Credit Notes, AM-Insider article by Sarah Ritchie

For an Account Manager who cares about meeting their monthly or yearly budget, issuing a credit note (or credit memo) on a project can be a deflating experience.

If you do have to generate or authorise a credit note, you will need to first do some investigation to find out why you need to credit your job. If it proves that you do need to issue a credit note, then do it quickly and without fuss. Your client will appreciate the swift action (especially if it also means refunding money already paid to your agency).

 

What are credit notes?

Credit notes are issued by a supplier (your agency) when the price for the supply of the goods or services is reduced after a tax invoice has been issued, or to reimburse a buyer (your client) completely.

 

Why would you need to issue one?

A credit note could be issued for a number of different reasons:

  • The project was over-charged.
  • The invoice total was incorrect.
  • Goods were returned as faulty.
  • Your client accidentally over-paid.
  • Your client runs two businesses (with two client codes) and you accidentally invoiced the wrong business.
  • You invoiced for a total project cost, but all the project components were not completed (or not completed on time, or to satisfaction).
  • You invoiced a component of a project too early (e.g. during a website development).
  • You pre-invoiced (and were pre-paid for) a project (at your client's request), then the project specifications changed.
  • Your client was dissatisfied with results.

 

What should the credit note show?

Please note: this list pertains to New Zealand businesses.

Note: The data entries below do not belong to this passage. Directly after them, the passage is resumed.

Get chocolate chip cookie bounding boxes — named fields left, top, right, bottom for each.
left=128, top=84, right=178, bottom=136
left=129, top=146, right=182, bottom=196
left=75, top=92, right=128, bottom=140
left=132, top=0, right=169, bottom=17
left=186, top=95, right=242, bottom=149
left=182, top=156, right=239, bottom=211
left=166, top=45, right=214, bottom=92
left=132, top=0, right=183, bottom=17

You will need to ensure that you comply with the regulations of your own country.

  • The words "credit note" in a prominent place.
  • The name (or trading name) of your company.
  • GST number of your company.
  • Name and address of the recipient (e.g. your client).
  • Date it was issued.
  • A brief explanation of why it was issued.
  • The amount including GST shown on the tax invoice, the correct amount payable including GST and the difference between the two amounts of GST charged, or the difference between the incorrect and correct amount, and a statement that the difference includes GST.

As with tax invoices, only one credit note can be issued.

 

How to avoid the need to issue credit notes:

  • Ask your client to provide you with a purchase order. This confirms their agreement with the price that they will be charged.
  • Before invoicing, send your client a spreadsheet showing the total project cost and a breakdown of the cost of the components. Ask your client to approve this before you generate the invoice.
  • Ask your client for written confirmation (e.g. via email) of your quote.
  • Do only first-rate work, aiming to always match or exceed your client's expectations and avoid any disappointments.
  • Ensure your numbers are right. It's very easy to make a mistake with calculations or paperwork, and end up invoicing an incorrect amount.
  • Track your projects closely to ensure the work completed is what your client has requested, and that you are only invoicing work that has been completed.
  • Try to stop project "creep" (when the specifications of a project start to become wider than what was originally quoted). If this happens, ensure your client understands the implications and what the additional cost will be.